The Heidelberg Project was created in 1986 by artist Tyree Guyton and his grandfather Sam Mackey as an outdoor art environment on Detroit's McDougall-Hunt neighborhood. The Heidelberg Project is, in part, a political protest, as Tyree Guyton's childhood neighborhood began to deteriorate after the 1967 riots.
At first, the project consisted of his painting a series of houses on Detroit's Heidelberg Street with bright dots of many colors, and attaching salvaged items to the houses. It was a constantly evolving work that transformed a hard-core inner-city neighborhood where people were afraid to walk, even in daytime, into one in which neighbors took pride and where visitors were many and welcomed. Tyree Guyton worked on The Heidelberg Project every day with the children on the block.
The effect of the Heidelberg Project is displayed through the development of Heidelberg Street. At the other end of the street, there are crumbling houses with lawns covered with waist-high weeds, rubble and rubbish, with no people in sight. Nevertheless, the Heidelberg Project attracts nearly 275,000 visitors a year, now considered a recognized destination for Detroit tourists.

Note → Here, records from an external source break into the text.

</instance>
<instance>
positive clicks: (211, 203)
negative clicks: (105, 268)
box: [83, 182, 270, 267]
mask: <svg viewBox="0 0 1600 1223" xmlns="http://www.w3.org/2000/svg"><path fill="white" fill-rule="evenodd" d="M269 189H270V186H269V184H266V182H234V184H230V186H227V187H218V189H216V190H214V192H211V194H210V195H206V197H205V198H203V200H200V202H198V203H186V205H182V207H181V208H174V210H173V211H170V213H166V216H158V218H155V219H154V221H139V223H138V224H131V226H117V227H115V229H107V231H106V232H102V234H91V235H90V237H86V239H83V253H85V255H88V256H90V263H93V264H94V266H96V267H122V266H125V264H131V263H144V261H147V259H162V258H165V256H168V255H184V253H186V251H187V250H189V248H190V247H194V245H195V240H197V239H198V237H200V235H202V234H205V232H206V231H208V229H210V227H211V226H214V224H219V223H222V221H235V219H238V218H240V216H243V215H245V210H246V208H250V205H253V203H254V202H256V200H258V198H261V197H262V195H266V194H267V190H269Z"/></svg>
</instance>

On two occasions, the Heidelberg Project faced demolition by the City of Detroit. The 1999 demolition did, however, result in Guyton and his supporters' bringing a civil lawsuit against the City of Detroit. The Wayne County Circuit Court ruled that the Heidelberg Project was protected "political speech" under the 1st Amendment as an outdoor art environment. And now it’s been already 23 years that it exists.